I rise tonight to speak about a great Australian, Mr Greg Bartels. Greg was born on 28 June way back in 1926. He enlisted in the Royal Australian Naval Reserve at the age of 17 in 1943. He tried to get in before that, putting his age up, and finally got there at the age of 17. Greg served on HMAS Shropshire in the Pacific, was promoted to officer rank and achieved the rank of Sub Lieutenant in 1947, when he was demobilised. Greg joined the Commonwealth Public Service and was prominent in university student affairs, including becoming president of the National Union of University Students way back in 1952.
Greg joined the United Nations Secretariat, where he served for over 16 years and was responsible for the Freedom from Hunger campaign in Australia and New Zealand and for the negotiation of a treaty between the United Nations and Japan for the employment of Japanese nationals in the UN Secretariat. He served four years as Treasurer of the United Nations International School Council. He returned to Australia in 1969 and became the first Commissioner for Consumer Affairs and the first Commissioner for Trade Practices, a dual appointment. Greg became senior manager with the British Tobacco Company and occupied directorships with WD & HO Wills and Amalgamated Films. From 1978 to 1981 Greg was the general secretary of the New South Wales Liberal Party.
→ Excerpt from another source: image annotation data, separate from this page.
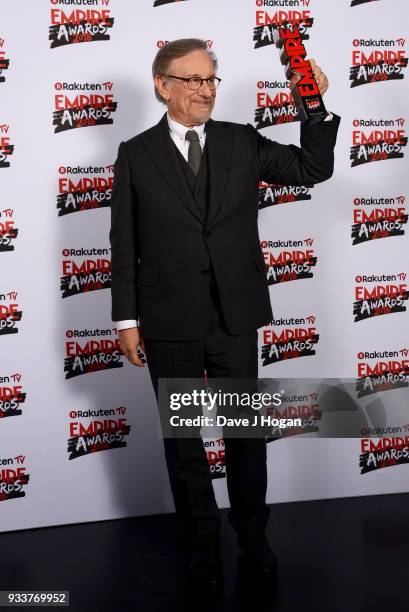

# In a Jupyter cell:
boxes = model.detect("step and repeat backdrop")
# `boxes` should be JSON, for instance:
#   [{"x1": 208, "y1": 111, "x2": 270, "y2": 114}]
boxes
[{"x1": 0, "y1": 0, "x2": 409, "y2": 531}]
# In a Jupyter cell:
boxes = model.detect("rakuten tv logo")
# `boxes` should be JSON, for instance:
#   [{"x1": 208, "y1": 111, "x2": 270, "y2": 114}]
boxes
[
  {"x1": 351, "y1": 196, "x2": 408, "y2": 245},
  {"x1": 350, "y1": 118, "x2": 408, "y2": 168},
  {"x1": 0, "y1": 38, "x2": 10, "y2": 83},
  {"x1": 356, "y1": 348, "x2": 409, "y2": 397},
  {"x1": 0, "y1": 455, "x2": 30, "y2": 501},
  {"x1": 0, "y1": 208, "x2": 18, "y2": 253},
  {"x1": 0, "y1": 372, "x2": 27, "y2": 421},
  {"x1": 261, "y1": 315, "x2": 319, "y2": 366},
  {"x1": 67, "y1": 406, "x2": 131, "y2": 459},
  {"x1": 354, "y1": 272, "x2": 409, "y2": 322},
  {"x1": 57, "y1": 164, "x2": 114, "y2": 217},
  {"x1": 60, "y1": 248, "x2": 111, "y2": 298},
  {"x1": 253, "y1": 0, "x2": 314, "y2": 49},
  {"x1": 203, "y1": 438, "x2": 226, "y2": 480},
  {"x1": 64, "y1": 329, "x2": 124, "y2": 378},
  {"x1": 0, "y1": 291, "x2": 23, "y2": 336},
  {"x1": 0, "y1": 123, "x2": 14, "y2": 168},
  {"x1": 349, "y1": 38, "x2": 408, "y2": 87},
  {"x1": 48, "y1": 0, "x2": 114, "y2": 49},
  {"x1": 258, "y1": 181, "x2": 314, "y2": 210},
  {"x1": 266, "y1": 392, "x2": 322, "y2": 442},
  {"x1": 261, "y1": 238, "x2": 317, "y2": 285},
  {"x1": 53, "y1": 81, "x2": 118, "y2": 133},
  {"x1": 359, "y1": 436, "x2": 409, "y2": 474},
  {"x1": 351, "y1": 0, "x2": 378, "y2": 6},
  {"x1": 254, "y1": 81, "x2": 301, "y2": 130}
]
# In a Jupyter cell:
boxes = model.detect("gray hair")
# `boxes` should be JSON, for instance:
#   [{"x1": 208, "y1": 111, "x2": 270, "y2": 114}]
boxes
[{"x1": 152, "y1": 38, "x2": 217, "y2": 104}]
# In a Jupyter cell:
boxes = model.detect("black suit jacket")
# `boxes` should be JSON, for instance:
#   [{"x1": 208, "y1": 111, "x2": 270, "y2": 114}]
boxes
[{"x1": 109, "y1": 113, "x2": 340, "y2": 340}]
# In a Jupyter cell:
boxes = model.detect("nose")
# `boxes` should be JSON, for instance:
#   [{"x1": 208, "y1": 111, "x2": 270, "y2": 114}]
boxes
[{"x1": 199, "y1": 81, "x2": 215, "y2": 97}]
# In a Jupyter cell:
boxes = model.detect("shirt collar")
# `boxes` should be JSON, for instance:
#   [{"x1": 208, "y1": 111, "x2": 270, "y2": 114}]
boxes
[{"x1": 167, "y1": 113, "x2": 205, "y2": 141}]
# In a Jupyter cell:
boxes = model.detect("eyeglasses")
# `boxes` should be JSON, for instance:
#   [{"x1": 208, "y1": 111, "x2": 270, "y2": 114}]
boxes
[{"x1": 167, "y1": 74, "x2": 221, "y2": 91}]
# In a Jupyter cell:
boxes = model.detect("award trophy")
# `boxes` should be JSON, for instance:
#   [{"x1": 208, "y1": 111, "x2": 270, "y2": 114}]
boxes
[{"x1": 273, "y1": 24, "x2": 328, "y2": 121}]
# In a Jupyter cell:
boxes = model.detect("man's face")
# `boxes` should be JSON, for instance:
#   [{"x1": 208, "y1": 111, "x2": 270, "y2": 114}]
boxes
[{"x1": 156, "y1": 50, "x2": 216, "y2": 127}]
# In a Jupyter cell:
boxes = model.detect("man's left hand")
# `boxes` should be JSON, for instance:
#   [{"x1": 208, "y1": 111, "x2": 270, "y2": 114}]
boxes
[{"x1": 290, "y1": 59, "x2": 329, "y2": 96}]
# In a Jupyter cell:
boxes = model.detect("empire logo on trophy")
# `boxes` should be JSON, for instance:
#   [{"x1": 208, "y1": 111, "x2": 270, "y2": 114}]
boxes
[{"x1": 274, "y1": 23, "x2": 328, "y2": 121}]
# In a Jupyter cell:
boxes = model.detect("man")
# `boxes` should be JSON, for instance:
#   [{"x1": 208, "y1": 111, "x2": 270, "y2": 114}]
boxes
[{"x1": 110, "y1": 39, "x2": 339, "y2": 585}]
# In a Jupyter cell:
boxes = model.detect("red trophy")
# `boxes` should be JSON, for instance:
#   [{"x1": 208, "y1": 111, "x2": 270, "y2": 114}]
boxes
[{"x1": 274, "y1": 24, "x2": 328, "y2": 121}]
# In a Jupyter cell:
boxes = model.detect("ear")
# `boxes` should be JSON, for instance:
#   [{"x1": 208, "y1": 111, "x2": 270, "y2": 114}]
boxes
[{"x1": 155, "y1": 74, "x2": 170, "y2": 102}]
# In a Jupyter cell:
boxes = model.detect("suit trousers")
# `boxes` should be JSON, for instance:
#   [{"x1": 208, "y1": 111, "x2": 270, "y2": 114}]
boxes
[{"x1": 141, "y1": 274, "x2": 270, "y2": 543}]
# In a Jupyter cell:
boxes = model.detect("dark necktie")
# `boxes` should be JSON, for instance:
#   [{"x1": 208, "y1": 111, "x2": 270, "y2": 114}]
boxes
[{"x1": 185, "y1": 130, "x2": 202, "y2": 176}]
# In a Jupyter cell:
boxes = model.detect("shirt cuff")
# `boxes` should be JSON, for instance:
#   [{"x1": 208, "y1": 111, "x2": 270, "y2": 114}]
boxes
[{"x1": 113, "y1": 319, "x2": 139, "y2": 331}]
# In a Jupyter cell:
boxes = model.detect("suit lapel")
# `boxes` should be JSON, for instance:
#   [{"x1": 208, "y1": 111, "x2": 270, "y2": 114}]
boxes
[
  {"x1": 142, "y1": 113, "x2": 203, "y2": 223},
  {"x1": 142, "y1": 113, "x2": 233, "y2": 225},
  {"x1": 206, "y1": 119, "x2": 233, "y2": 225}
]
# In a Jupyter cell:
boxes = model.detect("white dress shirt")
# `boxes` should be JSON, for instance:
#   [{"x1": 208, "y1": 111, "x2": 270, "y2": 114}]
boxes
[
  {"x1": 113, "y1": 113, "x2": 332, "y2": 331},
  {"x1": 113, "y1": 113, "x2": 206, "y2": 331}
]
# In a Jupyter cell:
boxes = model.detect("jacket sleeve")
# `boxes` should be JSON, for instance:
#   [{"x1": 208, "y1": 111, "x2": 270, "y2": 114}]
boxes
[
  {"x1": 247, "y1": 113, "x2": 341, "y2": 185},
  {"x1": 109, "y1": 142, "x2": 139, "y2": 321}
]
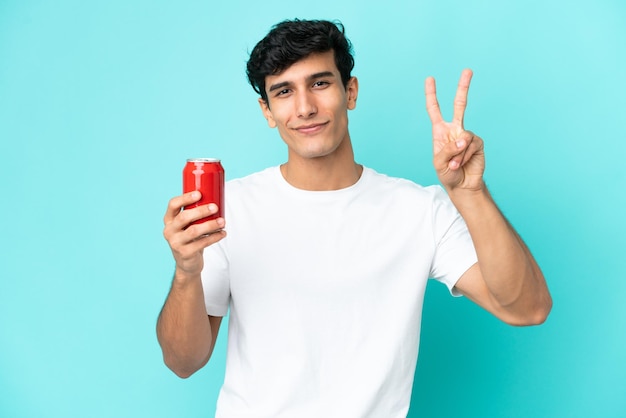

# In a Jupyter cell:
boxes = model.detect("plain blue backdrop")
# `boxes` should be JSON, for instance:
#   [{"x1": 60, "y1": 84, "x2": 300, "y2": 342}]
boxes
[{"x1": 0, "y1": 0, "x2": 626, "y2": 418}]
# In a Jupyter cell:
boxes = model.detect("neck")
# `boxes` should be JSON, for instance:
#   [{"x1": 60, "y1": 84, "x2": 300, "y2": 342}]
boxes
[{"x1": 280, "y1": 139, "x2": 363, "y2": 191}]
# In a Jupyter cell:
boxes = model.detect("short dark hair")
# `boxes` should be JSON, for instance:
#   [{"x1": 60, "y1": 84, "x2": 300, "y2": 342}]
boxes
[{"x1": 246, "y1": 19, "x2": 354, "y2": 103}]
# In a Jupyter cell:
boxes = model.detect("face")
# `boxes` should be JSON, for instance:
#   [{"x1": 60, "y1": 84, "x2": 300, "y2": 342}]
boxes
[{"x1": 259, "y1": 51, "x2": 358, "y2": 161}]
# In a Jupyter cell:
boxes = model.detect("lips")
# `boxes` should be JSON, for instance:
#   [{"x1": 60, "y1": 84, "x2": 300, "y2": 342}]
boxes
[{"x1": 294, "y1": 122, "x2": 328, "y2": 135}]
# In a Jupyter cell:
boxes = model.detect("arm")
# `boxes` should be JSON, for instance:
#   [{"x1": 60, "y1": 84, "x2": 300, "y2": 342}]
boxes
[
  {"x1": 157, "y1": 192, "x2": 226, "y2": 378},
  {"x1": 426, "y1": 70, "x2": 552, "y2": 325}
]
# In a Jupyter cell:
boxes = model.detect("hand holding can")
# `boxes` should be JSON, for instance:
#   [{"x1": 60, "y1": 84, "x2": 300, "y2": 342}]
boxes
[{"x1": 183, "y1": 158, "x2": 224, "y2": 224}]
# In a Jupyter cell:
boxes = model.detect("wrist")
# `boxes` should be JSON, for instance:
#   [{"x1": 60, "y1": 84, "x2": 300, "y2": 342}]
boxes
[
  {"x1": 173, "y1": 264, "x2": 202, "y2": 286},
  {"x1": 446, "y1": 182, "x2": 493, "y2": 215}
]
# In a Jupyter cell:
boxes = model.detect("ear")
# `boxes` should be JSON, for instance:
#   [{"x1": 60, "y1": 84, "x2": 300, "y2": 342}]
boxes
[
  {"x1": 346, "y1": 77, "x2": 359, "y2": 110},
  {"x1": 259, "y1": 98, "x2": 276, "y2": 128}
]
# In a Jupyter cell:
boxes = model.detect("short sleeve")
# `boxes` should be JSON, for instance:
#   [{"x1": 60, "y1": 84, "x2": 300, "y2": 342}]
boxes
[
  {"x1": 430, "y1": 186, "x2": 478, "y2": 296},
  {"x1": 201, "y1": 240, "x2": 230, "y2": 316}
]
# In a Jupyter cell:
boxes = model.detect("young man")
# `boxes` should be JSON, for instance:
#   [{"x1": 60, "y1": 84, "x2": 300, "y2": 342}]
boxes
[{"x1": 157, "y1": 20, "x2": 552, "y2": 418}]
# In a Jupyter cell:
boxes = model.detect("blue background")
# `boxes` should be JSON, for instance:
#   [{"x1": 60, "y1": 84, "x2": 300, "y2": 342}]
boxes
[{"x1": 0, "y1": 0, "x2": 626, "y2": 418}]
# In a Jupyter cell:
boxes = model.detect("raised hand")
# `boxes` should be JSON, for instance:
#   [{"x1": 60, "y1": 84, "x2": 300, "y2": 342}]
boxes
[
  {"x1": 163, "y1": 191, "x2": 226, "y2": 276},
  {"x1": 425, "y1": 69, "x2": 485, "y2": 191}
]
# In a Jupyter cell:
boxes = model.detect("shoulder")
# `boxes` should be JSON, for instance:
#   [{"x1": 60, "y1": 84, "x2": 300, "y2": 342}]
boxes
[{"x1": 363, "y1": 167, "x2": 449, "y2": 202}]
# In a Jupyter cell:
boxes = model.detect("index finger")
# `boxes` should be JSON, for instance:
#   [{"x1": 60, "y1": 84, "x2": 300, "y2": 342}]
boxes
[
  {"x1": 163, "y1": 190, "x2": 202, "y2": 224},
  {"x1": 452, "y1": 69, "x2": 473, "y2": 127},
  {"x1": 424, "y1": 77, "x2": 443, "y2": 125}
]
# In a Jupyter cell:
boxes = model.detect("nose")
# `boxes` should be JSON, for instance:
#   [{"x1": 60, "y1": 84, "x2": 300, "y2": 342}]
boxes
[{"x1": 296, "y1": 91, "x2": 317, "y2": 118}]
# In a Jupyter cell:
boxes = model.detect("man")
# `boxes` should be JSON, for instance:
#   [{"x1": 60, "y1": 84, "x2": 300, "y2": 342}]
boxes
[{"x1": 157, "y1": 20, "x2": 552, "y2": 418}]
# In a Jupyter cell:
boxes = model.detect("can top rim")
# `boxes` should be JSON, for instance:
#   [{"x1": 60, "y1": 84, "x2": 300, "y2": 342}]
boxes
[{"x1": 187, "y1": 158, "x2": 220, "y2": 163}]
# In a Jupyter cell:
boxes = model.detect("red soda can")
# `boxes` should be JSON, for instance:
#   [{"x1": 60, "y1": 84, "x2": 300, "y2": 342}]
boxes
[{"x1": 183, "y1": 158, "x2": 224, "y2": 224}]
He spent some time with the Association of Independent Schools and then was Director-General of the Institute of Directors in Australia until his retirement in 1991.
He had a distinguished career as Commissioner of the Local Government Grants Commission and Convenor of the Law Foundation of New South Wales. Greg was heavily involved in community activities. He enjoyed coaching and refereeing rugby union and was very much involved in the Catholic Church, golf, the RSL and the North Sydney Area Health Board and was a councillor on Willoughby Shire Council, including two years as mayor. Greg Bartels contributed to many organisations and the community over a long time.
Greg passed away on 7 May—last month. That is a sad passing for his family. In about 1955 Greg married his lovely wife, Jill, who, sadly, passed away about eight years ago. They had four daughters—the eldest, Kerry Chikarovski, a well-known character in the Australian media and politics. The next was Robyn, a lovely girl, and, sadly, just a few months ago I attended Robyn's funeral. She fell victim to that terrible disease pancreatic cancer. And there is Julianne and the youngest daughter, Michelle. When you meet Michelle you never forget her, for her sapphire-blue eyes. They were a great family, and Greg was a great Australian. He worked hard, studied hard, gave to his community and served his country in defence of our nation. Recently he underwent several operations. The first one had gone pretty well just a few months ago, but that was not the case in the end, and after about three lots of surgery I think Greg just adopted the attitude of, 'Well, it's time to go and meet up with Jill again.' He was a good Australian who was a great husband, a great community man and a good father, and his legacy will live on for many, many years. I pay tribute to you, Greg Bartels, for what you did for our nation.